WASHINGTON – President Barack Obama’s historic endorsement of same-sex marriage on Wednesday marked a rare moment of risk-taking on the most divisive civil-rights issue in the United States, changing the dynamics of his race for re-election.
Mr Obama’s decision to declare his personal belief that same-sex couples should be allowed to marry thrilled his supporters at a time when he needs enthusiastic backing and campaign cash from his base.
But it stoked outrage among critics who presumptive Republican Party nominee Mitt Romney is counting on to help him unseat the incumbent in November.
It also threatened to erode Mr Obama’s standing in politically competitive states, including North Carolina – which voted on Tuesday to ban gay marriage – as well as Florida, Ohio and Virginia, which have all passed amendments defining marriage as between one man and one woman.
The timing of Mr Obama’s statement was hardly ideal for his campaign, coming almost immediately on the heels of his official campaign kick-off last Saturday.
It was prompted largely by an impromptu declaration by Vice-President Joe Biden in a television interview the next day that he was “absolutely comfortable” with gay marriage. Also, two Cabinet members have affirmed support for gay marriage.
However, Mr Obama’s decision to tell ABC News that he had decided “it is important to go ahead and affirm that I think same-sex couples should be able to get married” does not change the outlook for legalising gay marriage nationally.
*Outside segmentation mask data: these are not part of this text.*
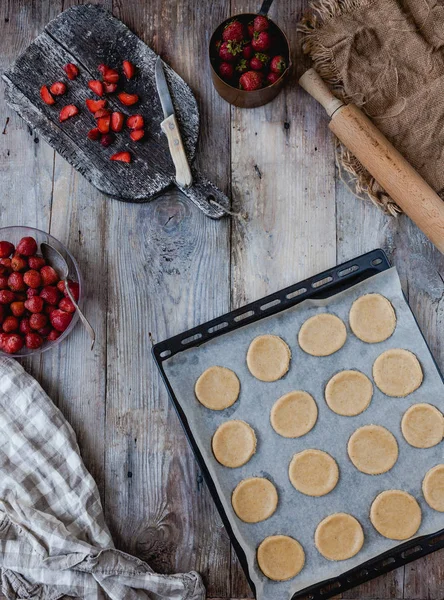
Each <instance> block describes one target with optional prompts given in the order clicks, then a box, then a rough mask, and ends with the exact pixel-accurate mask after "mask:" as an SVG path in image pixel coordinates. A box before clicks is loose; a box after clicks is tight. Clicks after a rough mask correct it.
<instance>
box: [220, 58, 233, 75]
mask: <svg viewBox="0 0 444 600" xmlns="http://www.w3.org/2000/svg"><path fill="white" fill-rule="evenodd" d="M219 75H220V76H221V77H222V79H233V75H234V67H233V65H232V64H231V63H227V62H221V63H220V65H219Z"/></svg>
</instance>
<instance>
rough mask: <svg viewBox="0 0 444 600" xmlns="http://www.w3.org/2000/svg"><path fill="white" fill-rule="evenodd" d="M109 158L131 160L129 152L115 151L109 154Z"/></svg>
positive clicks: (125, 160) (120, 159) (128, 162)
mask: <svg viewBox="0 0 444 600" xmlns="http://www.w3.org/2000/svg"><path fill="white" fill-rule="evenodd" d="M111 160H117V161H120V162H128V163H130V162H131V154H130V153H129V152H116V154H113V155H112V156H111Z"/></svg>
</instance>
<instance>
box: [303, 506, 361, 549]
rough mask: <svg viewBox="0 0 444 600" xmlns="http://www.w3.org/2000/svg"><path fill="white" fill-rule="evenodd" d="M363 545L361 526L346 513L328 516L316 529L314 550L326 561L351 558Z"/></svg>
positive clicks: (326, 517) (357, 522) (354, 518)
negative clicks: (320, 553) (324, 558)
mask: <svg viewBox="0 0 444 600" xmlns="http://www.w3.org/2000/svg"><path fill="white" fill-rule="evenodd" d="M363 543H364V532H363V530H362V527H361V524H360V523H359V521H358V520H357V519H355V517H352V515H349V514H347V513H335V514H333V515H329V516H328V517H326V518H325V519H323V520H322V521H321V522H320V523H319V525H318V526H317V527H316V532H315V544H316V548H317V549H318V550H319V552H320V553H321V554H322V556H324V558H327V559H328V560H346V559H347V558H351V557H352V556H355V554H357V553H358V552H359V550H360V549H361V548H362V545H363Z"/></svg>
That would take the elimination of a federal law that prohibits the government from recognising same-sex spouses, as well as nullification of constitutional amendments in 38 states that do not recognise such unions.
“I don’t think it’s a milestone in the actual obtaining of gay rights – it’s a symbolic milestone,” said Mr George Edwards III, a specialist in the American presidency at Texas A&M University in College Station. “But sometimes, symbolism is what people are looking for in politics.”
The President’s embrace of gay marriage is not as momentous as when President Lyndon Johnson pushed through passage of the Civil Rights Act in 1964. But it is a noticeable departure from the play-it-safe mode most incumbents adopt only six months from Election Day.
Polls suggest the issue could drive key voting constituencies. Among registered independent voters, 57 per cent approve of gay marriage, according to a Gallup poll completed last weekend.
Among Democrats, approval is at 65 per cent, while 22 per cent of Republicans approve of it.
In total, 50 per cent of Americans now support gay marriage and 48 per cent oppose it. That is an increase from only 40-per-cent approval four years ago.
Mr Romney stands to benefit with older people, because opposition to gay marriage tends to increase by age.
Only 30 per cent of 18- to-29-year-olds were opposed to gay marriage, compared with 56 per cent of those over the age of 65, according to a survey last month by Pew Research Center.